From Harvard to India: Gaiutra Bahadur is Amplifying Indo-Caribbean Women’s Voices

Photo courtesy of Gaiutra Bahadur

Photo courtesy of Gaiutra Bahadur

written by Tiara Jade

Guyanese-American journalist and writer Gaiutra Bahadur brought two centuries of Indo-Caribbean history to light with her book “Coolie Woman: The Odyssey of Indenture.” Published in 2013, “Coolie Woman” was the product of years of research and questions Bahadur had about her roots, beginning with her great-grandmother Sujaria who travelled from India to Guyana alone and pregnant.

Bahadur first began work on the book in 2008. She spent 10 years working for daily newspapers in Texas and Philadelphia covering the Texas State House, Philadelphia’s courts, the war in Iraq and immigration stories. 

“Throughout that 10 years, wherever I was working I was always writing about migrants,” Bahadur said. 

Bahadur enjoyed telling the migration stories of others because in some instances her stories were able to help with their cases. One story she covered was of a rape victim from Congo who was seeking asylum. The woman was held in detention in a rural jail in Pennsylvania for over a year waiting for her case to be adjudicated. The story made the front page of the Philadelphia Inquirer and got an immigration judge to release the woman. 

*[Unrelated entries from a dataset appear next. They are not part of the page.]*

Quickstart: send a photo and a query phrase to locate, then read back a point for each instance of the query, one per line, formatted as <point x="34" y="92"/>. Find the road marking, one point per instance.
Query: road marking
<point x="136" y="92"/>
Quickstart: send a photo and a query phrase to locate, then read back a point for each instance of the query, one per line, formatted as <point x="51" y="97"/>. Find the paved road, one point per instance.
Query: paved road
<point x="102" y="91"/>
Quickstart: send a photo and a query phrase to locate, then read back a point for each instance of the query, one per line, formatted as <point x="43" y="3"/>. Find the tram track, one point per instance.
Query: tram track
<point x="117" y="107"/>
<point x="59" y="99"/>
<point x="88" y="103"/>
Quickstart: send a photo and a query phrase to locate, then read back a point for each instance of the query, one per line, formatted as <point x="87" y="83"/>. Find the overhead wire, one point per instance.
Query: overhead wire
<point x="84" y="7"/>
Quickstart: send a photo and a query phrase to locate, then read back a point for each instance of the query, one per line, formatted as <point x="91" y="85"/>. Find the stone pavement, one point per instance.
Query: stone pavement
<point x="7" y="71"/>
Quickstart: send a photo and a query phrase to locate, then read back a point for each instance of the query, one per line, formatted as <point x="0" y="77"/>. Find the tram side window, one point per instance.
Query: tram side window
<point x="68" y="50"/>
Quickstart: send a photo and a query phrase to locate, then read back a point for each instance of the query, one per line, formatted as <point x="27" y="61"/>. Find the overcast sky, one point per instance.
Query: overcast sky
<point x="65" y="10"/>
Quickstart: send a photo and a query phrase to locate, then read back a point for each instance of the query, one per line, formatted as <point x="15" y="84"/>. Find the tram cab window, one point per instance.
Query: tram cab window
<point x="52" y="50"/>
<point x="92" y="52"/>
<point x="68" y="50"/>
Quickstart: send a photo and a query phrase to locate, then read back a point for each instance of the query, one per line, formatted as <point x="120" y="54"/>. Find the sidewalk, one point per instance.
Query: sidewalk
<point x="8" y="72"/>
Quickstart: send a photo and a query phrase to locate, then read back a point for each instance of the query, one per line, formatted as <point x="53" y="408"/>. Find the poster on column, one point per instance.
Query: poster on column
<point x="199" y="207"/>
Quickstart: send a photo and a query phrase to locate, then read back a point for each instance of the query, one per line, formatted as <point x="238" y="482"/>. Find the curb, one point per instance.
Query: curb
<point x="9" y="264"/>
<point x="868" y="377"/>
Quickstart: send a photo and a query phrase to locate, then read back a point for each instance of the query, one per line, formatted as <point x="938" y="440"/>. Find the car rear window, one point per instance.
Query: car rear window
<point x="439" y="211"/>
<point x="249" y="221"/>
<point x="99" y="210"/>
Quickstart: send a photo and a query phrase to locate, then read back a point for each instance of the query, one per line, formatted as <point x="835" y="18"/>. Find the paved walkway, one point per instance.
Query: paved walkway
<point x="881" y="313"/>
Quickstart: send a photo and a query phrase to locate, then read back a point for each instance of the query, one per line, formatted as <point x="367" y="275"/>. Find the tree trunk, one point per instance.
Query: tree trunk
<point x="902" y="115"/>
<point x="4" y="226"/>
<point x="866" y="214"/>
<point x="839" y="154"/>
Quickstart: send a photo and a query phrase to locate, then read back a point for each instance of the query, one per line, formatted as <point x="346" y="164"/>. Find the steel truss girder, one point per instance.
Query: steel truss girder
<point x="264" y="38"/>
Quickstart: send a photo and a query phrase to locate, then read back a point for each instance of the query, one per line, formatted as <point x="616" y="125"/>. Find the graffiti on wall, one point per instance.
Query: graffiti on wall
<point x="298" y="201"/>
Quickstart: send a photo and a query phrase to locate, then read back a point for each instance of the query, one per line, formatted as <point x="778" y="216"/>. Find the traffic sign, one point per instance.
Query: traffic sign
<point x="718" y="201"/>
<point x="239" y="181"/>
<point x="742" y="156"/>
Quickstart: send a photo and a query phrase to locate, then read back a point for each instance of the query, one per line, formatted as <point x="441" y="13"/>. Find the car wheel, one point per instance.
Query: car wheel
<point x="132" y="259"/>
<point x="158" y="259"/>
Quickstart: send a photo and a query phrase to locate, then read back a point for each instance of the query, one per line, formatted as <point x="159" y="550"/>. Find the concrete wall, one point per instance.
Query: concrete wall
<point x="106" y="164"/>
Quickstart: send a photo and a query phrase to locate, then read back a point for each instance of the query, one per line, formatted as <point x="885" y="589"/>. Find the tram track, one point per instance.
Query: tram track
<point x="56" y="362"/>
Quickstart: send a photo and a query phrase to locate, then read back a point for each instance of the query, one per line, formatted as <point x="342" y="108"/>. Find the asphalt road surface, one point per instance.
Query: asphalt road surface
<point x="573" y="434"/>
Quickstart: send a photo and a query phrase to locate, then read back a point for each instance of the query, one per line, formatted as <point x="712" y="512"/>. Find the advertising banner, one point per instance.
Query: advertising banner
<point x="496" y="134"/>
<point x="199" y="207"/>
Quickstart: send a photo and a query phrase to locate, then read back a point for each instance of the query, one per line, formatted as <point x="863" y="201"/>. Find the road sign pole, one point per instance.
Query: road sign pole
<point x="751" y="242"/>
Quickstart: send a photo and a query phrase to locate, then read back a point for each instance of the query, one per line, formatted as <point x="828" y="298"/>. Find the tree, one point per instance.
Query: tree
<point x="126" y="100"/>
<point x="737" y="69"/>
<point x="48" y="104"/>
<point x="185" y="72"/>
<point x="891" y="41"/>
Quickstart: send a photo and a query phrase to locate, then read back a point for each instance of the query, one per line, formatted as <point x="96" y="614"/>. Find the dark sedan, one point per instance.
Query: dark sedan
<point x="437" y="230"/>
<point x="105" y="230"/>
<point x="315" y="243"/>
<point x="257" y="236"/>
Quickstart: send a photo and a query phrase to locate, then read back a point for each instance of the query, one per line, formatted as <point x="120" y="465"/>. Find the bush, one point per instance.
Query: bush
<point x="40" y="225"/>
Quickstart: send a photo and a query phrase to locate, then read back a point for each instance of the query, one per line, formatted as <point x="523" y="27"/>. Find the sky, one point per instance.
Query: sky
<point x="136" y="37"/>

Bahadur continued to tell the stories of migrants. In 2007 when a third of the staff at her paper was laid off, Bahadur shifted gears. She won the Louis Stark Fellow (journalism fellowship) from Harvard University. Bahadur considered what she wanted to do next and chose to pursue the story she had thought about for so long—the story of her great-grandmother. Bahadur would go on to win a second fellowship from Harvard in 2016 from the W. E. B. Du Bois Research Institute.

“I was interested in her from the moment I learned of her existence,” Bahadur said.

She recalls the moment she first learned of her great-grandmother. In 1997, after graduating journalism school, her father surprised her with a trip to Guyana. Standing in Newark airport, she asked her father about their family’s connection to India and he explained it was through Sujaria. He had known her as a boy and helped take care of her. During a second trip to Guyana in 2003, Bahadur visited the national archives and was able to find Sujaria’s immigration pass which dated to 1903. The pass indicated intimate details, like a burn mark on Sujaria’s left leg and that she was four months pregnant.

“It was a very good example of the competing and sometimes contradictory sources we have for our history. We have the stories our families have told us, the stories that have come down and then we have the official records and that’s what we have to work with.”

 “In ‘Coolie Woman,’ what I tried to do was capture not only the contradiction between the two but the chemistry between the two and to see where the imagination might lead you in reconstructing our history.”

Beginning in 2008, Bahadur spent the next four years in the archives on and off. Her first stop was in London where she spent two weeks looking at correspondence letters between officials in London, Guyana and Calcutta. She discovered conversations about the shortage of women and the quota that was later enacted, requiring certain amounts of women on each indenture ship. She read ship reports and dossiers about uprisings on plantations but notes that while these facts helped fill in the gaps, they were all written by white men. One in particular about the uprising at Rosehall plantation was a key piece to the puzzle. Bahadur's great-grandmother Sujaria had worked on Rosehall plantation and this uprising ultimately led to the abolition of indenture. 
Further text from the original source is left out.